Generally speaking the remaining set of known binary file types to be
version control is relatively small and we could probably reliably list
most as defaults in Team. By contrast, its much harder to come up with a
list of known text file types.
Problem 1:
For CVS users this is tedious and they must ensure they've updated the list
of text files, otherwise they don't get EOL conversion. Presumably will be
true for other providers too.
Problem 2:
The problem becomes more interesting with code that reads/writes files.
Because we (CVS) don't convert EOL on unknown file types (assumed binary),
files generated using the platform encoding will show up in compare as
having every line in conflict, unless the person thinks to turn on ignoring
whitespce.
Problem 3:
When someone intoduces a new file type and writes code that generates
content, they *must* always add that new file type to the Team global list.
They can't assume that it will either be interpreted as text or binary.

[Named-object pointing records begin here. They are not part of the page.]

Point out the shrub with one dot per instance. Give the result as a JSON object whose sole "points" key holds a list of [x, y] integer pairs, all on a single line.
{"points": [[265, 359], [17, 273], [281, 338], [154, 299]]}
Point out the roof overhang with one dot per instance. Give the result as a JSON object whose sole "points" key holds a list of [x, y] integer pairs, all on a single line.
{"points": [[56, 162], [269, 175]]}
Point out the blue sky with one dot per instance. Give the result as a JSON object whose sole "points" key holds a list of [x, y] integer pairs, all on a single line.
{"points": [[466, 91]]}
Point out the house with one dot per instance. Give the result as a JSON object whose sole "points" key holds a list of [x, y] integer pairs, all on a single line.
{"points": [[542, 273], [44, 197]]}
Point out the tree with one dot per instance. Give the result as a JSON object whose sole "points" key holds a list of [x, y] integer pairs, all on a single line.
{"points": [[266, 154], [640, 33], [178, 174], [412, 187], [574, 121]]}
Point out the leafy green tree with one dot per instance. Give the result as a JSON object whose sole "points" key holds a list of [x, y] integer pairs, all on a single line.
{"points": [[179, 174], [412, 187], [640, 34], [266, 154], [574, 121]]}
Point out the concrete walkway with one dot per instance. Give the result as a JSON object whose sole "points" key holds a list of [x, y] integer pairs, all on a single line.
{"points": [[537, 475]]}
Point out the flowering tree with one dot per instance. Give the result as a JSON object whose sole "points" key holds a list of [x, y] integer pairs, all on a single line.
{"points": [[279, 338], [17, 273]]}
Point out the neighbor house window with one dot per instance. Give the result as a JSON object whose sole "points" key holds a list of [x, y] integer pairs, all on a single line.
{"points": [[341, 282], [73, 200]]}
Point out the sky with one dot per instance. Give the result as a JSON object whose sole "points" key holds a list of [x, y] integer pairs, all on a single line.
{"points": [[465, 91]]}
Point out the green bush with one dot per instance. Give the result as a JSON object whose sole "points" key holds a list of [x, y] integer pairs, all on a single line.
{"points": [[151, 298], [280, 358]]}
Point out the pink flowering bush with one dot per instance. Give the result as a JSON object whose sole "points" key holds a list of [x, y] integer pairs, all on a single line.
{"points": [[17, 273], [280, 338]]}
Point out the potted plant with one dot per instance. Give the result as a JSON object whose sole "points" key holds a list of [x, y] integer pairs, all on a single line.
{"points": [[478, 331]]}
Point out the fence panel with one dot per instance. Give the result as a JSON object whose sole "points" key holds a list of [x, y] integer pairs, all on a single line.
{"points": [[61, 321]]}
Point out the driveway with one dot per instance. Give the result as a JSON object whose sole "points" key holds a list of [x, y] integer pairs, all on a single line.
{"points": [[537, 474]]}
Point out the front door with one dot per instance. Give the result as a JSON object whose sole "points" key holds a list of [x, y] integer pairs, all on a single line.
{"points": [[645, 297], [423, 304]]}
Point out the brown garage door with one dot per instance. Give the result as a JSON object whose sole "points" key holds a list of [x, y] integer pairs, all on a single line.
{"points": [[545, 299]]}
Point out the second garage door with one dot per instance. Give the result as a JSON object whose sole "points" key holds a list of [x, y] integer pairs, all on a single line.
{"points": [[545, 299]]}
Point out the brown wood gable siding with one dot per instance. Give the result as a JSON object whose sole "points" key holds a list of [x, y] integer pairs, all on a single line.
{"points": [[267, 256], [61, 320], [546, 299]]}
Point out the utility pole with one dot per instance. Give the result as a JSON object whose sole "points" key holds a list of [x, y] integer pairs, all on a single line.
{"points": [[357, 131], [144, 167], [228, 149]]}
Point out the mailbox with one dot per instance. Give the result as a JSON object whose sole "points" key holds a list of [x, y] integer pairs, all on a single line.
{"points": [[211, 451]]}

Worse, they may make assumptions about the default based on how their
provider interprets unkown file types, which could be different when used
against a different provider.
Thus the list of text/binary files must be complete. It is unreasonable to
expect plugin writers to be such good Team citizens. If the default was
known, and was text, then its more believable that someone generating
binary files that aren't derived would think to add them to the Team type
list, although the failure case is still there.
Problem 4:
Our (Team's) current default list only has the text files, and this is
wrong since Team is agnostic for unknown types. That is, we made the exact
error described in problem #3.
My question to you:
Q1: Should Team.getType(IFile) return a hardcoded "text" or "binary" for
unknown files?
Q2: If yes, should it be "text"?
I believe #1 should be "yes". I think #2 should be yes (text).
This discussion is occuring much later in the cycle than we would like, but
we've only recently fully understood the problem. If we make any changes
we need to do them next week.
Thanks for your time,
The Team team